Ray Didinger, the dean of Philadelphia sportswriters, will speak about his storied career covering Philly teams in the Meagher Theatre on September 7 at 1:30 p.m.
Didinger, who grew up in Folsom and graduated from St. James High School in 1964, was the first print journalist inducted into the Philadelphia Sports Hall of Fame.
As a columnist for the Philadelphia Bulletin and Philadelphia Daily News, he was voted Pennsylvania Sportswriter of the Year five times. He also won six Emmy Awards as a writer and producer at NFL Films.
During a 54-year career, which began with the Delaware County Daily Times in 1968, he was a reporter, columnist, radio and television personality, author, and screenwriter. His newly released book, “One Last Read: The Collected Works of the World’s Slowest Sportswriter,” is an anthology of his writing over the years.
In 1996, he won the Dick McCann Award for long and distinguished reporting on pro football, and his name was added to the writer’s honor roll at the Pro Football Hall of Fame.

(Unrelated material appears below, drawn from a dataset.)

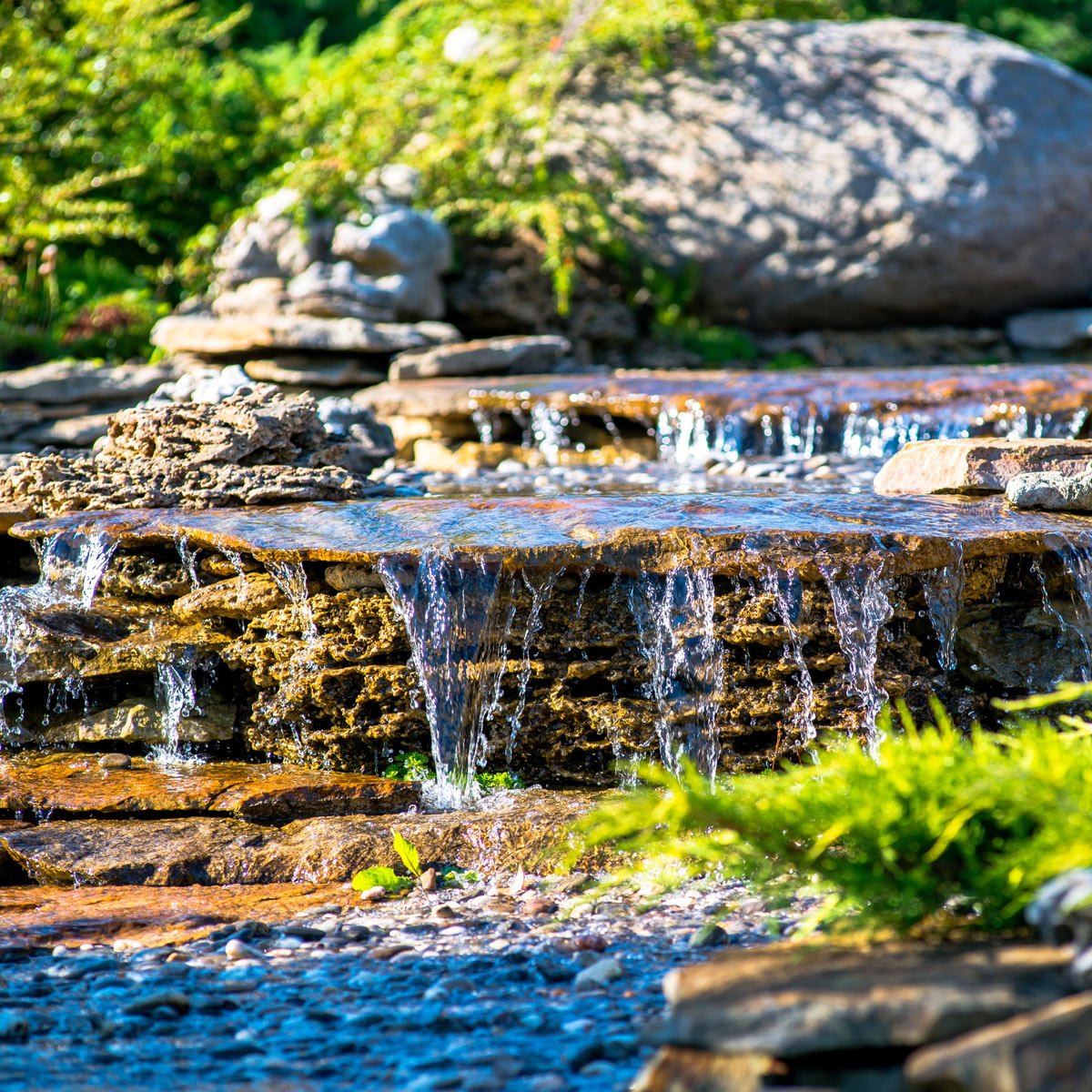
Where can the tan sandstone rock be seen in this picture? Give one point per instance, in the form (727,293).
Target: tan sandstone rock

Didinger books include The Super Bowl: Celebrating a Quarter-Century of America's Greatest Game (1990) and his memoir, Finished Business: My Fifty Years of Headlines, Heroes, and Heartaches (2021).
He also co-authored Football America: Celebrating Our National Passion with Don Shula in 1996, The Eagles Encyclopedia with Robert S. Lyons in 2005, and The Ultimate Book of Sports Movies with fellow-Philadelphia radio personality Glen Macnow in 2009.
His play, Tommy and Me, is the story of a long friendship that began when 10-year-old Didinger met Eagles wide receiver Tommy McDonald, his idol. McDonald played for the team from 1957 until 1964. That relationship inspired Didinger to become an NFL writer and, years later, a successful advocate for McDonald as a Hall of Fame talent.
Didinger is returning to the airwaves with a special Eagles role on the new WIP 94.1 Morning Show this fall.
The event is sponsored by the Cultural Arts Forum, which hosts lecture series, workshops, and author presentations to enrich the educational experiences of the university and the community.
Admission is free for students, faculty, and staff.